1998_03_march_leader07mar industry aid

The Industry Commission has criticised state and territory governments over their industry incentive schemes on several counts. The first is that most of these schemes just transfer industry from one part of Australia to another, often at an overall cost to Australia, even if the receiving state occasionally gets some short-term advantage. The second is that the taxpayers and businesses in the receiving state often have to pay higher taxes to support the subsidy. Mostly, governments trumpet the created jobs, but with the jobs comes the need to provide infrastructure and services like roads, schools, social welfare and so on. The third is that many payments under these schemes are not transparent. Typically, governments hide under the excuse of commercial-in-confidence.

The ACT is one of the worst offenders on the secrecy front. The commission looked at two forms of assistance: that given in budgetary outlays and that giving in payroll-tax exemptions. The former, of course, is more transparent. It appears in the Budget papers. The latter is less transparent without a lot of further information. The ACT has the highest dollar-per-head payroll tax exemption of all the states and territories, at $256 per head, compared to the average of $176. And it has the lowest assistance per head in budgetary outlays, at $27 compared to the average of $137.
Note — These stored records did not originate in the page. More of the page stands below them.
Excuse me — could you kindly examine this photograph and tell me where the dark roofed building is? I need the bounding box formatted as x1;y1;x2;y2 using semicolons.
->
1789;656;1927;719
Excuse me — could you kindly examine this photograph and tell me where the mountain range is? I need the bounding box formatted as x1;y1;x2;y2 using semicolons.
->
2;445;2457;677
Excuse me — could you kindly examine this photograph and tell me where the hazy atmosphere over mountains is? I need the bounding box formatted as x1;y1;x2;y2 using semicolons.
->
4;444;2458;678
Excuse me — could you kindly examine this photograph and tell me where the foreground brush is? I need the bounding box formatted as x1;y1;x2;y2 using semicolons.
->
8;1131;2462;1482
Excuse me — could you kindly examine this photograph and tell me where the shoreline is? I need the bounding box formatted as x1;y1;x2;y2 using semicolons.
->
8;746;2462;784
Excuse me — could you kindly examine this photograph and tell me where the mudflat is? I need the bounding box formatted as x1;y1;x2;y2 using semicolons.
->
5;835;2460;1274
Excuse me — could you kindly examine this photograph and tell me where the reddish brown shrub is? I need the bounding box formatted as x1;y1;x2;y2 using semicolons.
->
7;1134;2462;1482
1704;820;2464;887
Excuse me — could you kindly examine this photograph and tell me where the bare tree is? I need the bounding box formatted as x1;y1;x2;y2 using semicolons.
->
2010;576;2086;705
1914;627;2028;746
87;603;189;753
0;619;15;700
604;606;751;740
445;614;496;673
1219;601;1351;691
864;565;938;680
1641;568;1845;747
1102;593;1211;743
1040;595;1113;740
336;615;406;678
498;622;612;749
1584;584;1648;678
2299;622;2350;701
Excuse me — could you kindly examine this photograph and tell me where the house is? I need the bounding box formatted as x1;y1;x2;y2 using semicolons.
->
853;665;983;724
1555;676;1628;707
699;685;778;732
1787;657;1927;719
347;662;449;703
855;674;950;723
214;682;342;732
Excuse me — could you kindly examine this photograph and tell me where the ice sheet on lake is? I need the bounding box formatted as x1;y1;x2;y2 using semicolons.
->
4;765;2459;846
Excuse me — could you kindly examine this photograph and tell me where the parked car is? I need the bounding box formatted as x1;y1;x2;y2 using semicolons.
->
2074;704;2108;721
When helping industry, the ACT, it appears, prefers to do it under the table.

Overall, however, the ACT gives less assistance per head than any state or territory than Queensland. That is probably because we are a less industrial jurisdiction. But more importantly, the ACT is the youngest jurisdiction and so has had less time for its politicians to dream up self-congratulatory schemes to attract jobs.

The commission condemned the secrecy surrounding the ACT Government’s assistance programs. It said it was hard to work out the value of assistance because the figures were “”generally not available in public documents.”

Even the number of recipients of assistance was not available to the public. Details of the revenue forgone through tax concessions and the sale of leases at below market value were not available publicly. Generally the excuse was that the arrangements were commercial in confidence. This excuse is not good enough. A business is entitled to keep its commercial secrets from its competitors so the competitors do not get an unfair advantage. But knowledge of the level of assistance from the taxpayer is not a business’s secret. It is in the public domain. One of the conditions of accepting public help should be public accountability. A Government should be able to claim commercial-in-confidence in the lead up to establishing as assistance arrangement, otherwise it could be subjected to a clever campaign with one business playing off against another. But once the assistance is received, the public is entitled to be told who is getting it, what form it takes, how much is it worth, what return is the ACT getting from it.

The danger of not making such information available is twofold. There is a danger that corruption could develop unseen and there is a danger that the assistance is wasted or not used to best advantage without the test of public scrutiny.